Boasting a convivial color palette and fluid curves, Femme à la montre (Woman with a Watch) (1932) was created during an exceptional year in Picasso’s career. The painting, portraying Marie-Thérèse Walter, is hailed as one of the artist’s great masterpieces.
“Picasso’s voluptuous and sensual pictures of Walter mark a departure from his Cubism phase,” explains the Pérez Art Museum Miami. “This portrait shows the young woman from the front and side, more or less clothed, unlike many of the nudes he made of her. An exposed breast perhaps hints at the erotic quality of many of his portraits of her. Here, he synthesizes the softness of the figure and the hardness of the chair into one full picture. But, it is her single, unmistakably clear eye that gazes out at us that suggests the inner life of the sitter, lover, and muse.”
The year in which Picasso painted Femme à la montre also marked the artist’s first major (and wildly successful) retrospective at the Galerie Georges Petit in Paris. In fact, what would come to be known as Picasso’s “year of wonders” was crucial enough to prompt a modern-day retrospective of over 100 artworks titled The EY Exhibition: Picasso 1932—Love, Fame, Tragedy at the Musée National-Picasso in Paris. The exhibition has traveled to Tate Modern in London, where it is currently on view through September 9, 2018.

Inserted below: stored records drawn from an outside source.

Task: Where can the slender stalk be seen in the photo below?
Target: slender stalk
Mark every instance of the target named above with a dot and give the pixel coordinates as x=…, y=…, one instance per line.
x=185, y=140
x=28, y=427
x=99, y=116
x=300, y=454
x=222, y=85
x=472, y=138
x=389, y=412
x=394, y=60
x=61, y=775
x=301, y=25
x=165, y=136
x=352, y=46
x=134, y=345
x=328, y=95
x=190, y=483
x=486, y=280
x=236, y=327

Picasso met and ignited his affair with 17-year-old Marie-Thérèse Walter in 1927. At the time, he was married to the Ukrainian dancer Olga Khokhlova, to whom he would remain married until her death in 1955. The artist’s relationship with Khokhlova was notoriously tumultuous. The even-tempered Walter provided a calming reprieve from his acrimonious marriage, which would worsen with the years and as Khokhlova gleaned knowledge of her husband’s innumerable affairs.
In an attempt to quell his wife’s intensified neuroses, Picasso kept his affair with Walter under wraps until Khokhlova confirmed her suspicions in 1934, when Walter became pregnant. Picasso’s child with Walter—a girl named Maya—was born in September 1935. Only months following his daughter’s birth, Picasso was introduced to the French-born Surrealist photographer Dora Maar, whose renowned beauty and suave character swept Picasso off his feet—again.
Maya Widmaier-Picasso would serve as the primary link between the artist and Walter until his death in 1973. While Picasso remained married to Khokhlova and he would never wed his “golden muse” (he eventually proposed to Walter following Khokhlova’s death but she declined), the artist produced a large number of portraits lovingly depicting Walter.
Walter committed suicide in 1977, and her demise has been largely attributed to the death of her great love. On loan from Emily Fisher Landau, the temporary exhibition of Femme à la montre will provide Miami museum-goers with the rare opportunity to see this important work in person.
Femme à la montre will be on view from July 4 through September October 16, 2018 at the Pérez Art Museum Miami.